The Bush administration has employed extraordinary secrecy in defending the National Security Agency’s highly classified domestic surveillance program from civil lawsuits. Plaintiffs and judges’ clerks cannot see its secret filings. Judges have to make appointments to review them and are not allowed to keep copies.

Judges have even been instructed to use computers provided by the Justice Department to compose their decisions.

. . . .

Justice Department officials say the circumstances of the cases, involving a highly classified program, require extraordinary measures.

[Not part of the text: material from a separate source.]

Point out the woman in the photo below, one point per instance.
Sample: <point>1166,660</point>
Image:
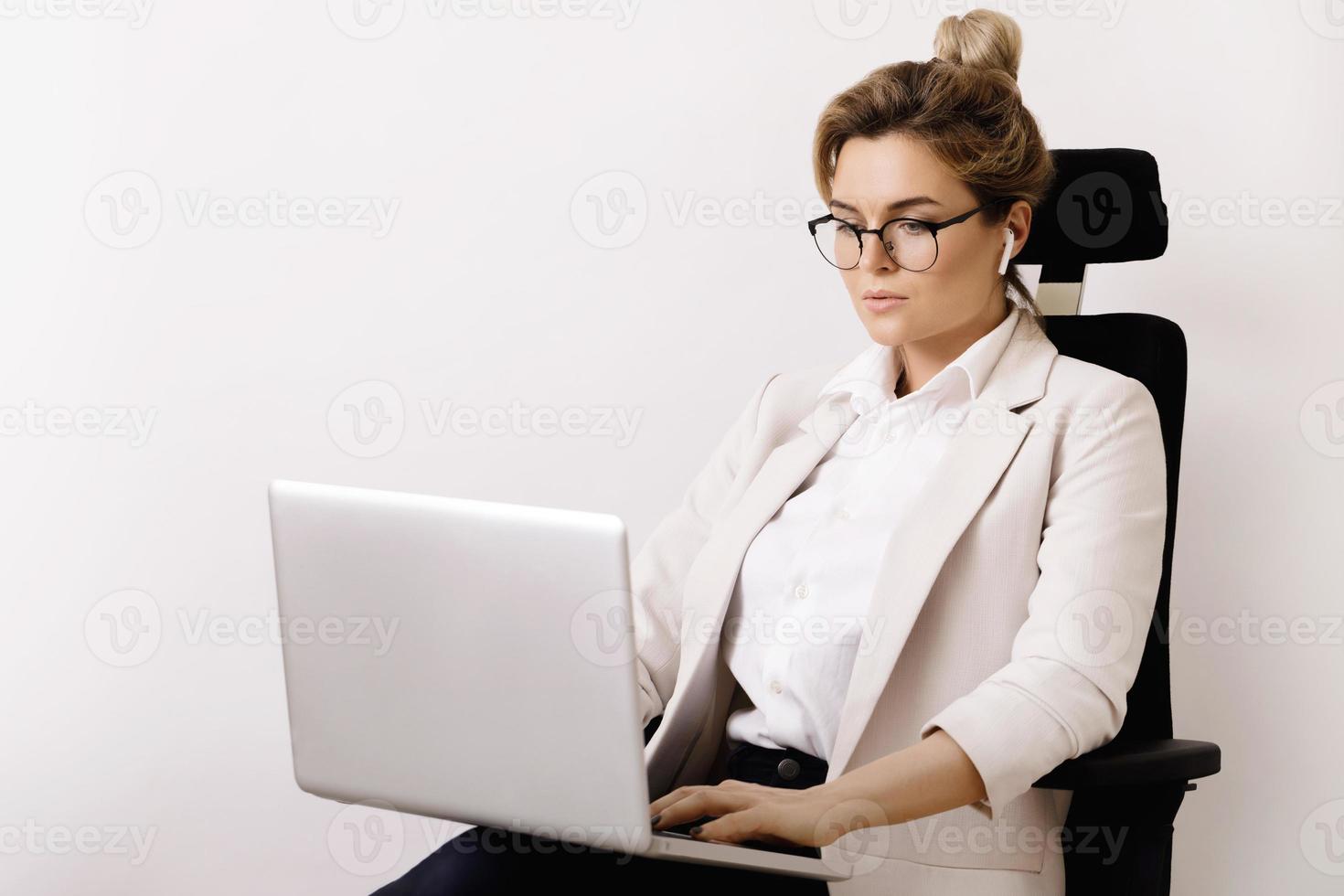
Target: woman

The officials say they have used similar procedures in other cases involving classified materials.

In ordinary civil suits, the parties’ submissions are sent to their adversaries and are available to the public in open court files. But in several cases challenging the eavesdropping, Justice Department lawyers have been submitting legal papers not by filing them in court but by placing them in a room at the department. They have filed papers, in other words, with themselves.

. . . .

Some cases challenging the program, which monitored international communications of people in the United States without court approval, have also involved atypical maneuvering. Soon after one suit challenging the program was filed last year in Oregon, Justice Department lawyers threatened to seize an exhibit from the court file.

This month, in the same case, the department sought to inspect and delete files from the computers on which lawyers for the plaintiffs had prepared their legal filings.

The tactics, said a lawyer in the Oregon case, Jon B. Eisenberg, prompted him to conduct unusual research.

“Sometime during all of this,” Mr. Eisenberg said, “I went on Amazon and ordered a copy of Kafka’s ‘The Trial,’ because I needed a refresher course in bizarre legal procedures.”

A federal district judge in the case, Garr M. King, invoked another book after a government lawyer refused to disclose whether he had a certain security clearance, saying information about the clearance was itself classified.

“Frankly, your response,” Judge King said, “is kind of an Alice in Wonderland response.”